Тимофей Василич лишь подмигивал племяннику и накладывал себе в тарель еще и еще. Юный сын Тимофеев, Семен, сидел опрятно, в речи старших не лез, но слушал, видимо, в оба уха, и потому, захотев отрезать себе еще жирной рыбы, смутился и начал поглядывать то на отца, то на духовника с Кузьмою.

– Ешь, сын! – поощрил Семена отец. – Объядения избегай, а иное тебе пока не грозит.

– Как батька? – отнесся наконец насытившийся Тимофей к Микуле. – Покос-от не проворонят у ево?

– Сушь! – отмолвил Микула. – Трава худа.

– Я дак своим велел и вовсе верхних пожен не трогать, – отозвался Тимофей. – По кустам да по лощинам, по сыри, больше наберешь! Где лонись была крапива жигучая да мокредь, ныне травы добрые выстали. Земля-матушка – она тоже свое знает паче нас с тобой!

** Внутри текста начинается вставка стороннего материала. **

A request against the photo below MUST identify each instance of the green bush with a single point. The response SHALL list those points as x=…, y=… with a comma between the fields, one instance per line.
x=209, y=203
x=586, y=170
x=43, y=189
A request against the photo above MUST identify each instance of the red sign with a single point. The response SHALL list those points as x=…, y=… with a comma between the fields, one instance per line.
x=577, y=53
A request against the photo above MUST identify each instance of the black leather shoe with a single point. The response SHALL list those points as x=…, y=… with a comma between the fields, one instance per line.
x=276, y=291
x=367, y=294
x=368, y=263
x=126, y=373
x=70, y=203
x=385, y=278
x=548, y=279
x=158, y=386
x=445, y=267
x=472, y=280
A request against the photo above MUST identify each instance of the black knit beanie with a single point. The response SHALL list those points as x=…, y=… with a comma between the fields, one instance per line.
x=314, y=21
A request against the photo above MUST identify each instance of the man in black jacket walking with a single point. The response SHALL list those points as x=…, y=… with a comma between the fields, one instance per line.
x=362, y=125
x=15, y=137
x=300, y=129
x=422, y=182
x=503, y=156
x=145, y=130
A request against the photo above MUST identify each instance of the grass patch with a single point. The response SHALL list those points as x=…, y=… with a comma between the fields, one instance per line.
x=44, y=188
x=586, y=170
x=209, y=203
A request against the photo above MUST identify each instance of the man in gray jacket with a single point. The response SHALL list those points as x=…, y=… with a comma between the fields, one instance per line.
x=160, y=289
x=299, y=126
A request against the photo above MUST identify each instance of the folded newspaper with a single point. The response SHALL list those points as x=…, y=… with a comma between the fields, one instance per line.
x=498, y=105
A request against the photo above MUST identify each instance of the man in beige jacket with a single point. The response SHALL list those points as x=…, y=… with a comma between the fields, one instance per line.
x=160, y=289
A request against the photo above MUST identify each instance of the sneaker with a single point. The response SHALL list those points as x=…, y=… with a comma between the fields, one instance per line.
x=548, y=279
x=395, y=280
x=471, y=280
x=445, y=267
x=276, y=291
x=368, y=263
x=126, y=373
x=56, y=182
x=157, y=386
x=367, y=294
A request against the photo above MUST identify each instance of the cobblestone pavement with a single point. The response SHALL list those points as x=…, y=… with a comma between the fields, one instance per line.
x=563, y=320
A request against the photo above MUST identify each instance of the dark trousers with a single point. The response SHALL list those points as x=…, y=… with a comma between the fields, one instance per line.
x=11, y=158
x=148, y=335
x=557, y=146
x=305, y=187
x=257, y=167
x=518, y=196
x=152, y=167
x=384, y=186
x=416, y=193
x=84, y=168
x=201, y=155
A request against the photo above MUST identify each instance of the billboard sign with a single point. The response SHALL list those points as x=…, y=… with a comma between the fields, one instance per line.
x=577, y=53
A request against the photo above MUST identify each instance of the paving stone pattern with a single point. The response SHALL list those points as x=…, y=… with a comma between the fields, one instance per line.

Кузьма с духовником, позабывши уже и про снедь, перешли тем часом на кровопускания и спорили, когда надобно отворять кровь, и кому, и откуда. Тимофей махнул рукою, вставая из-за стола:

– Пошли, племяш! Всего не переслушаешь тута! – И уже когда проходили во внутренние горницы, на пороге изложни, оборотясь, строго вопросил: – Ехать-то готов?

– Готов! Когда? – живо отозвался Микула.

– Седни в ночь, – сказал Тимофей. Подумав, поправился: – До свету выехать надобно. У меня и ночуй. Холопам накажешь, не умедлили б с зарею!